3:00 pm in 241 Altgeld Hall,Tuesday, October 31, 2017

Network creation and distance uniformity

Misha Lavrov (Illinois Math)

Abstract: In a network creation game, several players try to build an efficient network together. Each player, however, is greedy and selfish, and only cares to minimize their own costs. Tragically, some outcomes of this game may result in an equilibrium in which players are much worse off than if a single network creator just told them what to do. How much worse off? Alon, Demaine, Hajiaghayi, and Leighton answer the question for one version of the game, proving that any equilibrium graph has diameter at most 2^O(sqrt(log n)).
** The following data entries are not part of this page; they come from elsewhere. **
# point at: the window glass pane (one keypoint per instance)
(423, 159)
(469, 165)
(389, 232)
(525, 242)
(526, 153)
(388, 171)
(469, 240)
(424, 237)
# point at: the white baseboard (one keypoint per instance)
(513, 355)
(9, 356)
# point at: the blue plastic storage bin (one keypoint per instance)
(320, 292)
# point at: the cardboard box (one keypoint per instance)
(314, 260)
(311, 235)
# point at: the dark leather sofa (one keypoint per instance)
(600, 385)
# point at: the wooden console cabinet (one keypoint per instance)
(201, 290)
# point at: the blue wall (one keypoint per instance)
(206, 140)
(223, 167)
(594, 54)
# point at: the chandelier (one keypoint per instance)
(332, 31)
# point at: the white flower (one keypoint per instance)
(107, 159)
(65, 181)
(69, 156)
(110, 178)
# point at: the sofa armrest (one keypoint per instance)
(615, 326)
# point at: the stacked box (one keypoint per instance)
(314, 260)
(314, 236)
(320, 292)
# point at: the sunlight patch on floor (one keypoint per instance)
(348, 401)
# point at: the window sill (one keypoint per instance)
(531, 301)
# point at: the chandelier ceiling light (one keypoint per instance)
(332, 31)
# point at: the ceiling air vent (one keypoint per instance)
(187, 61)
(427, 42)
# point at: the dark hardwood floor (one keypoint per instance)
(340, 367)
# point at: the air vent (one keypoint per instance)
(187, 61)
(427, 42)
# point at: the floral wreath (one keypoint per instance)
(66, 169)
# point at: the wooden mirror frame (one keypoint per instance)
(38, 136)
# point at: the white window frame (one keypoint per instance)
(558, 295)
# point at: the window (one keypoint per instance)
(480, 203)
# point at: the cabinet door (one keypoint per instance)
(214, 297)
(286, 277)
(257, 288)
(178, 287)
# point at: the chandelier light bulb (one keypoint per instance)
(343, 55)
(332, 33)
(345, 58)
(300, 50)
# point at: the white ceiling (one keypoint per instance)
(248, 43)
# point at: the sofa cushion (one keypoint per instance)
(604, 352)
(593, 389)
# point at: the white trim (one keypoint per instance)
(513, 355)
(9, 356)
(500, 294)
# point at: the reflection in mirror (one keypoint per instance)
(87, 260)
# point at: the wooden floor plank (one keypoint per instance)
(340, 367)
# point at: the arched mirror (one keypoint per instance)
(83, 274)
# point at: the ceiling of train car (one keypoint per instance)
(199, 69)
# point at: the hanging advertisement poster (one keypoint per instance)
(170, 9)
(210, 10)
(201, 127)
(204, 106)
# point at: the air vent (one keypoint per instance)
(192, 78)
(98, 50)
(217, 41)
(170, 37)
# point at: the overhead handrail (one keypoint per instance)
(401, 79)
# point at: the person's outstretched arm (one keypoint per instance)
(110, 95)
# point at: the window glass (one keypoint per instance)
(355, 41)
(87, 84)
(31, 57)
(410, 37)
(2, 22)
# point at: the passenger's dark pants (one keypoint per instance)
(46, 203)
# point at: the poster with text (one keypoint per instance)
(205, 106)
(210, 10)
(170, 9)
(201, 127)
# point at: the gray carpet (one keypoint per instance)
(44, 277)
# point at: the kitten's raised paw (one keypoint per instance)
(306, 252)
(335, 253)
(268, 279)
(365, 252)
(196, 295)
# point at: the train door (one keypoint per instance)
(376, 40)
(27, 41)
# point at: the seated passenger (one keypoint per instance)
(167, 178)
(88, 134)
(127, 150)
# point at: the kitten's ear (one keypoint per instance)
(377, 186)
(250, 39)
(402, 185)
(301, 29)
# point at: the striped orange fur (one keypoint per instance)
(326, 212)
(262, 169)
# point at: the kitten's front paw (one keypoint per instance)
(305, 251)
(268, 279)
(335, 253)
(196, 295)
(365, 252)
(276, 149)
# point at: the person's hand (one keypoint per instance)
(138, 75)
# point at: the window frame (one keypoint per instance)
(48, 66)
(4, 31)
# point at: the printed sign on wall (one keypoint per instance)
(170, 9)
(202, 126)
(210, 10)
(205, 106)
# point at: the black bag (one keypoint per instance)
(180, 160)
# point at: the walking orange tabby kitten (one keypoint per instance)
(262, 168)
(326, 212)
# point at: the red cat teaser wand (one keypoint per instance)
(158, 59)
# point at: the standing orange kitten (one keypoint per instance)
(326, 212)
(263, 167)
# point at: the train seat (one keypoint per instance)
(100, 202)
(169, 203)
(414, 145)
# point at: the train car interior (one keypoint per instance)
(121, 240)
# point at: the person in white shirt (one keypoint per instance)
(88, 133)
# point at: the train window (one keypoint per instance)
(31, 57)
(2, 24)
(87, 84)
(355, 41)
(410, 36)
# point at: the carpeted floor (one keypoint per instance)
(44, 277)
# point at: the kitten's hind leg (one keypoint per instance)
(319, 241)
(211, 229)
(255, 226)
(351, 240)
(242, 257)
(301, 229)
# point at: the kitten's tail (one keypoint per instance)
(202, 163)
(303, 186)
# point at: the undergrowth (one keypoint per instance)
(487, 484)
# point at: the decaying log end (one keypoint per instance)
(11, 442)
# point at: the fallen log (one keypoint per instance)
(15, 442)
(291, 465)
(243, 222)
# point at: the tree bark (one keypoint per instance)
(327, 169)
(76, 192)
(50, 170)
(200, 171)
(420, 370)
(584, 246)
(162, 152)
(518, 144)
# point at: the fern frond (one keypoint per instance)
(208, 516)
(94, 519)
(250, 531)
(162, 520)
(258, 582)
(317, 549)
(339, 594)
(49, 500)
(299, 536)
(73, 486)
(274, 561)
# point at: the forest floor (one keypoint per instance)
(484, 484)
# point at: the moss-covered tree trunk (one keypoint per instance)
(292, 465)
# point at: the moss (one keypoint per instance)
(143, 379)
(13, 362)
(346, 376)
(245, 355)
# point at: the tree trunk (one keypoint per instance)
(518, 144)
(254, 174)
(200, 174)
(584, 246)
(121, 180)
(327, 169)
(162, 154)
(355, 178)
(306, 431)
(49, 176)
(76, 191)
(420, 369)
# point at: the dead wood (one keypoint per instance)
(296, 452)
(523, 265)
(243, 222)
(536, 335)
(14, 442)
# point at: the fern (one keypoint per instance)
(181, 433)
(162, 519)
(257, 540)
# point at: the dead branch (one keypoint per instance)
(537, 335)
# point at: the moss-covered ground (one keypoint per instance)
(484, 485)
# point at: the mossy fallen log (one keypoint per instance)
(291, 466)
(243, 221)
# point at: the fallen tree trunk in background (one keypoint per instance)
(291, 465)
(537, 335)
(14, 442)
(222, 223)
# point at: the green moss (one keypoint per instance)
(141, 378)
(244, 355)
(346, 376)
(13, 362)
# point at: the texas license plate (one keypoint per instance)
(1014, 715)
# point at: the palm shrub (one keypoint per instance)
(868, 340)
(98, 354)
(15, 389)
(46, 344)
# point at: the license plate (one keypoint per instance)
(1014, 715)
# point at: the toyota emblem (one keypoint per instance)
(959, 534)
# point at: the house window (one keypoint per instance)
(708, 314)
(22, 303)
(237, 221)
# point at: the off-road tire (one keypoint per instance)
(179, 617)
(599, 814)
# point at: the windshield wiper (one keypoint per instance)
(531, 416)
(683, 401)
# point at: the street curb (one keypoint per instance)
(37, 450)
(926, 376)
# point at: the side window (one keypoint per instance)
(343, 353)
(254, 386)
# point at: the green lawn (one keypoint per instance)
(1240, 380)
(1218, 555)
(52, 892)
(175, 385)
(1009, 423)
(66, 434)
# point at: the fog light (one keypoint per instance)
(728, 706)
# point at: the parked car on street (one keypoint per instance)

Moreover, taking a sufficiently power of an equilibrium graph produces a distance-uniform graph. This is a very strong graph property that seems certain to produce a much better diameter bound. Alas, this is not to be. We show that distance-uniform graphs with diameter 2^O(sqrt(log n)) exist, and that this bound is tight. This is joint work with Po-Shen Loh and Arnau Messegué.